I’ve watched a lot of cult documentaries in the past years, and so have a lot of Americans — they’re adjacent to true crime, which makes them perfect streaming fodder. Like many people, I settled in to watch Derek Doneen’s three-part documentary series “Dancing for the Devil: The 7M TikTok Cult” (streaming on Netflix) because I realized I’d seen some of the dancers on my own social media feeds, and was baffled to discover that lighthearted dancing to popular oldies could be cultish behavior.

To my surprise, the series made its case by digging behind headlines, exposing how the supposedly controlling and manipulative pastor Robert Shinn found ways to dominate his church members for decades, long before the advent of TikTok. Parishioners tell stories that are disturbing, especially for anyone who’s had sustained contact with high-control religious groups — tales of abuse, extortion, grooming and worse. The series claims that Shinn most recently started a talent management company (called 7M) and attracted beautiful, aspirational young people, and then filched their earnings and kept them under his thumb. (Shinn did not participate in the documentary and denies wrongdoing.) Former 7M dancers as well as former church members describe the tactics they say he used to exploit them. They are chilling.
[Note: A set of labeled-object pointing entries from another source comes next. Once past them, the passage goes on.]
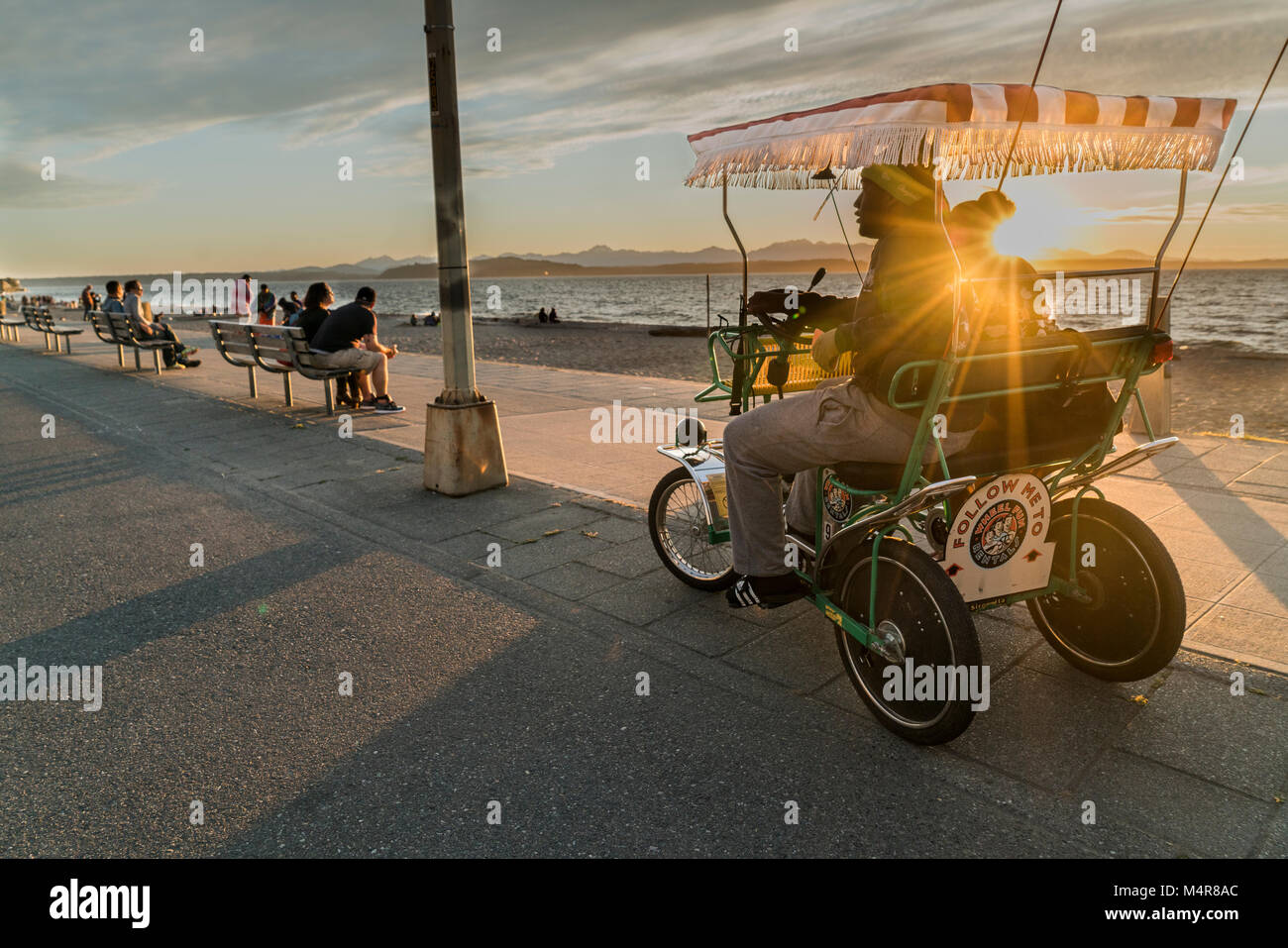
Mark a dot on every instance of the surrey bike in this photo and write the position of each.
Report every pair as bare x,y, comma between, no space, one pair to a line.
903,556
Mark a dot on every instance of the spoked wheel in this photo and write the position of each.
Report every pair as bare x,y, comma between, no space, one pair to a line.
679,532
919,612
1134,621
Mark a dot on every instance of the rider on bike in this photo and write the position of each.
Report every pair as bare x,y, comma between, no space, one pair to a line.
906,311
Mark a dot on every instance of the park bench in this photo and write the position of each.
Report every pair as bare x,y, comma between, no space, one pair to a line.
9,325
279,350
43,322
115,330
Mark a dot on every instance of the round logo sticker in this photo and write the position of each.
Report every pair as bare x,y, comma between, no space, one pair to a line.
999,533
836,501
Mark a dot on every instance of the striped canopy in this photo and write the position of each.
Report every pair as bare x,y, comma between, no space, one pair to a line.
967,128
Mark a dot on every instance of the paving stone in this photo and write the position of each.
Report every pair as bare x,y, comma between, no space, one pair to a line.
707,631
1203,818
574,579
800,655
630,559
1194,724
1261,592
524,559
647,597
566,517
1250,636
617,530
1205,579
1043,729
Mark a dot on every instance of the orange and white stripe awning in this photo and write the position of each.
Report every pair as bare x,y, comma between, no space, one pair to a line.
967,128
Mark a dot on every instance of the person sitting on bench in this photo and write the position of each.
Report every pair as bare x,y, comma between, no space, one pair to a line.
1004,298
112,304
314,311
347,339
145,329
906,305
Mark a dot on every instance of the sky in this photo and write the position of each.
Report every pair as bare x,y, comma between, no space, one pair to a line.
228,158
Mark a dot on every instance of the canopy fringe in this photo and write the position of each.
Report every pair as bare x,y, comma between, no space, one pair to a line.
969,153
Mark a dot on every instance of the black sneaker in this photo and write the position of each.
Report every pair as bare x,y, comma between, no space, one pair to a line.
765,591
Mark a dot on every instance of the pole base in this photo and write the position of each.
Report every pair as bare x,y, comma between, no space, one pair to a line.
463,449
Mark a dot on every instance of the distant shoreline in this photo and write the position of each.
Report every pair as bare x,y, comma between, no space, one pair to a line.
502,268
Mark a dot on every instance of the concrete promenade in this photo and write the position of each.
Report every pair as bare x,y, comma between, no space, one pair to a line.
325,558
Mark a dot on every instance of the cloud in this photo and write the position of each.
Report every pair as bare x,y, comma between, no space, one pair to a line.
25,188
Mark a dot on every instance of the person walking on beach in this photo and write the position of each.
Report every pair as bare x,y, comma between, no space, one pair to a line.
348,339
243,298
141,321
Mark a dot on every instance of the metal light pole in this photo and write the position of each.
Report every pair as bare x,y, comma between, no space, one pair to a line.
463,432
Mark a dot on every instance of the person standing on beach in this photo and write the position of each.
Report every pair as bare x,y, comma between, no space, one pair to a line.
267,305
112,304
348,339
136,311
243,296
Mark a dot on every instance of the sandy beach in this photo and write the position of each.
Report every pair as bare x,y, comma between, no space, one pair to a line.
1210,382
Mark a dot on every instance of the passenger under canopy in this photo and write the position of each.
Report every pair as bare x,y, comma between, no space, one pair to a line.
969,128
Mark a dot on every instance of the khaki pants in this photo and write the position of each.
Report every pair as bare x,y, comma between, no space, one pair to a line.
802,433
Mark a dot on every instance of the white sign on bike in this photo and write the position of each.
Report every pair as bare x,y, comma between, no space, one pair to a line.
997,541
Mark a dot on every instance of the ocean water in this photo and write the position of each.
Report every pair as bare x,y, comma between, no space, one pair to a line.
1245,309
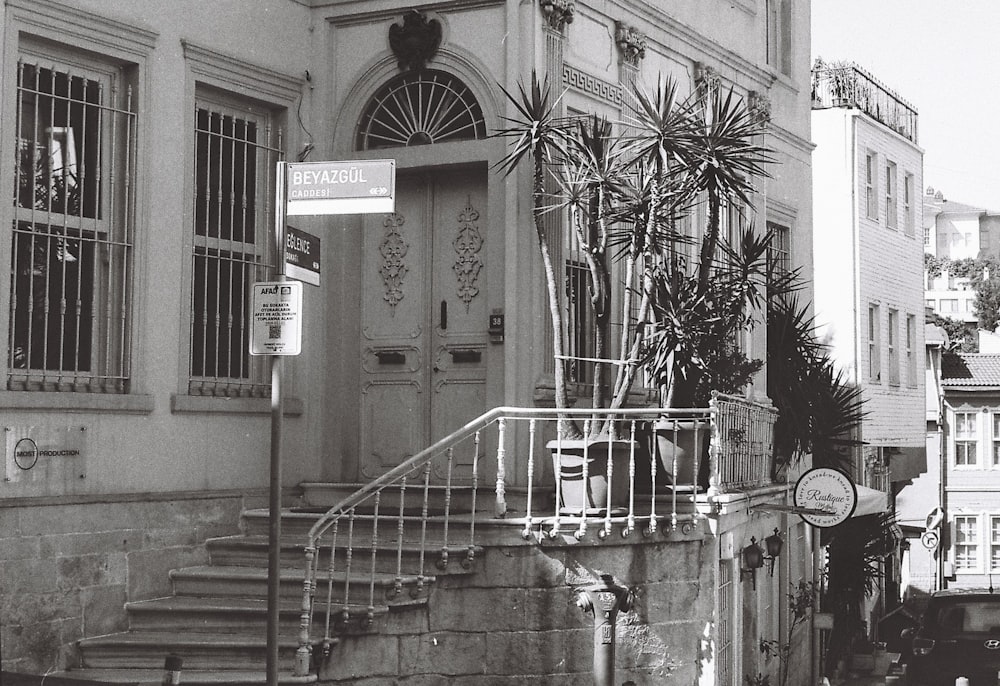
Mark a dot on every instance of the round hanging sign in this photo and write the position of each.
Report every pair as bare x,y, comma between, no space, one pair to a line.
829,490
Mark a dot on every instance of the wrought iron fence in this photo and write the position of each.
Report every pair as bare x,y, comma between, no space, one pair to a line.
640,470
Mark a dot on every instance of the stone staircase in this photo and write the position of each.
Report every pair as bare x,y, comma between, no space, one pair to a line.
217,616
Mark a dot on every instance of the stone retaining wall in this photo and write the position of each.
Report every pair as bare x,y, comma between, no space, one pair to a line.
67,570
516,621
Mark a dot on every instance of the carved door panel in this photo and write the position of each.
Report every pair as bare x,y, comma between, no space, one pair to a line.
424,319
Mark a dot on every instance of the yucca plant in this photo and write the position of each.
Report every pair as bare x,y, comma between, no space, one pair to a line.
538,136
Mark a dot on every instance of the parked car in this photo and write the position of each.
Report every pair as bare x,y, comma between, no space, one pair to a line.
958,636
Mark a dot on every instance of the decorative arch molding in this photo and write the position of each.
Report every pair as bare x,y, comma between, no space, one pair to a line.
384,68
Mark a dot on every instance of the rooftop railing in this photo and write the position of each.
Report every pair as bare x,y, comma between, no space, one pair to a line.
844,84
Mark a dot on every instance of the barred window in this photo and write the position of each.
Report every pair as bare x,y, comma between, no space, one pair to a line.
236,151
73,226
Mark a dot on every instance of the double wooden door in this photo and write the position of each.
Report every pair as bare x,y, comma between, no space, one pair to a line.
424,324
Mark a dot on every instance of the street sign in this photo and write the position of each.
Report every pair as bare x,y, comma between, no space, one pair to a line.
302,256
350,187
930,539
277,318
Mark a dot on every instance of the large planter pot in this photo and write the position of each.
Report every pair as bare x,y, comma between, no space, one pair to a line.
575,495
682,449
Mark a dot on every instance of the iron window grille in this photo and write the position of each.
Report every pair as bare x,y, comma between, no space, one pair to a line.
73,229
967,543
235,156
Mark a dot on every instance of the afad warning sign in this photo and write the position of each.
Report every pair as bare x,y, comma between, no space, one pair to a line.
277,318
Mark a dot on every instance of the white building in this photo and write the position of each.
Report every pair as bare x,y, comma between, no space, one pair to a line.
868,260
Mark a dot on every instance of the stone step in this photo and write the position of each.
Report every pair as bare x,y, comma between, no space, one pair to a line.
199,651
296,523
244,615
189,677
252,551
215,581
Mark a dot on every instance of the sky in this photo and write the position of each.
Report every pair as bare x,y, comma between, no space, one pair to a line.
942,58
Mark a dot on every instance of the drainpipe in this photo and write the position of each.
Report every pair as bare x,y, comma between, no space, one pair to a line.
604,601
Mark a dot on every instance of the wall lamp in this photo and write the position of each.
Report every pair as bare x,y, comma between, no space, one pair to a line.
754,557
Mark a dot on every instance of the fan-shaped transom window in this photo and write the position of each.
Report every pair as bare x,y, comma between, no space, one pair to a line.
419,108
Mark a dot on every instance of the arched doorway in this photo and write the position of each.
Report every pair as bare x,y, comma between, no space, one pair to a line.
424,316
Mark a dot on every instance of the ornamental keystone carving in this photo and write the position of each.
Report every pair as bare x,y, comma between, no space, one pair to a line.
393,249
760,105
706,78
558,13
468,243
631,42
415,41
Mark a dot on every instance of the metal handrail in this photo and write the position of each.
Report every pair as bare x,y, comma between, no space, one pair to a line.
727,418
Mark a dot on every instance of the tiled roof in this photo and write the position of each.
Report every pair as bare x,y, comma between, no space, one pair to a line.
970,370
935,334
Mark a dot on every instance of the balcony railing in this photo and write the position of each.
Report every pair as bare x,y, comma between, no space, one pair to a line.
394,532
848,85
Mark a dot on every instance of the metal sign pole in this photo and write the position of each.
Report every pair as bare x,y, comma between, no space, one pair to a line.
274,501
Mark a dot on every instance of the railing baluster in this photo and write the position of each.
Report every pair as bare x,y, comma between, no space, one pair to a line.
349,558
303,653
421,579
582,529
526,532
327,638
470,555
630,522
397,585
557,522
370,619
501,484
442,563
605,530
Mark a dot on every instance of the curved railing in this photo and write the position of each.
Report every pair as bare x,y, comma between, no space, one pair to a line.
400,540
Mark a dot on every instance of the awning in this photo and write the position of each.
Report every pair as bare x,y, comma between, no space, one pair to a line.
870,501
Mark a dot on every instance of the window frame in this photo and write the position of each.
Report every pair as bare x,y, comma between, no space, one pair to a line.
912,374
218,74
891,201
871,185
244,261
874,344
102,243
892,346
993,521
969,539
909,214
965,437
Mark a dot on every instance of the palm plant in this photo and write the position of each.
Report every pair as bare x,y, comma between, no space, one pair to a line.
539,136
626,197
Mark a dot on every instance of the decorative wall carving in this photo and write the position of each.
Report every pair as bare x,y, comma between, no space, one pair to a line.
468,244
415,41
706,78
558,13
760,104
631,42
393,249
574,78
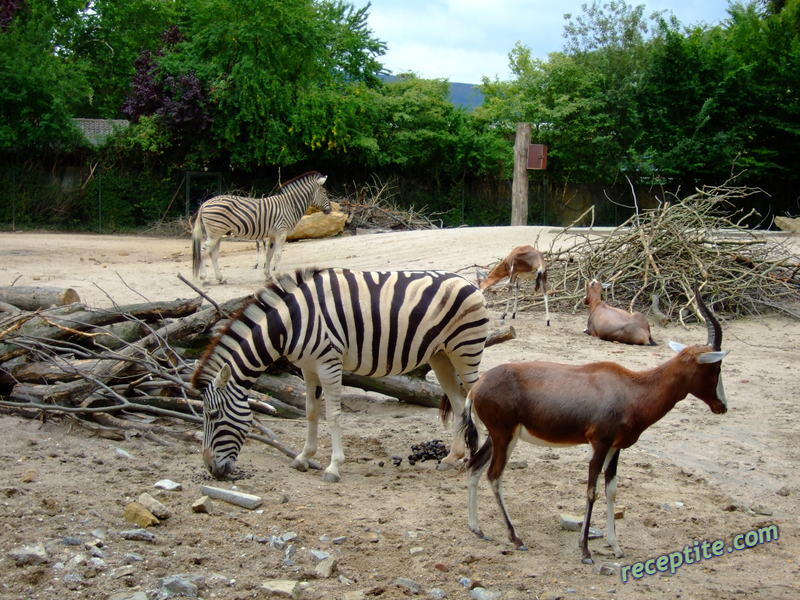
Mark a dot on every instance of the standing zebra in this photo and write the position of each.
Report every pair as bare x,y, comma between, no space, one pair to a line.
270,219
330,320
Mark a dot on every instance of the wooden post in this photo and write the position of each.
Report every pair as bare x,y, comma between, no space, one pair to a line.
519,186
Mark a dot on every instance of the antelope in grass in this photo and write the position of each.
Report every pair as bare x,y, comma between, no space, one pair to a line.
614,324
602,404
523,262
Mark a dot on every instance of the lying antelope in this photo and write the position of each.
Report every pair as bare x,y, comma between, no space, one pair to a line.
602,404
524,262
614,324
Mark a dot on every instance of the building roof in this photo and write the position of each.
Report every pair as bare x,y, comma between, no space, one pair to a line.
96,131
I happen to know a lot of people who’ve been in cults, some of whom managed to leave, so I’m extra sensitive to a common flaw of cult documentaries: Sometimes they focus more on the train wreck than on those the train wrecked. This is particularly an issue in feature-length documentaries — it’s tough, in two hours, to explain the entire story and center the survivors, rather than the perpetrator.

Watching “Dancing for the Devil,” I realized that this is why a series can be a more effective way to tell a cult narrative. There’s breathing room, space to explore the difficult journey away from the manipulation and toward a totally new life. That’s not to say that all cult series are good; certainly some still choose the gawking approach. Even “Dancing for the Devil” can occasionally veer in that direction, especially since the dancer at its center, Miranda Derrick, didn’t participate in the film, and has said publicly that she feels her life is in danger because of it; her parents and sister are instead the main tellers of her story.

But like HBO’s “The Vow” — a show with a second season that’s among the best of the genre — “Dancing for the Devil” moves away from Derrick’s story, spending almost all of its three one-hour episodes exploring the long, complex process of others who left Shinn’s church and have been on the bumpy road of healing. The series revisits several of its subjects over a year, so their feelings evolve; it’s like watching them change in real time.

That’s why “Dancing for the Devil” ends up feeling daring, instructive, thoughtful and moving — even if it doesn’t really solve the central question: What exactly is going on at Shinn’s church? Instead, it illustrates the power of focusing on those who left, and how escaping a controlling cult or religious environment can still entail a lifetime of trying to unlearn that programming. To process and unpack the complexities of such an ordeal, cult survivors and their stories ultimately need the same thing: time.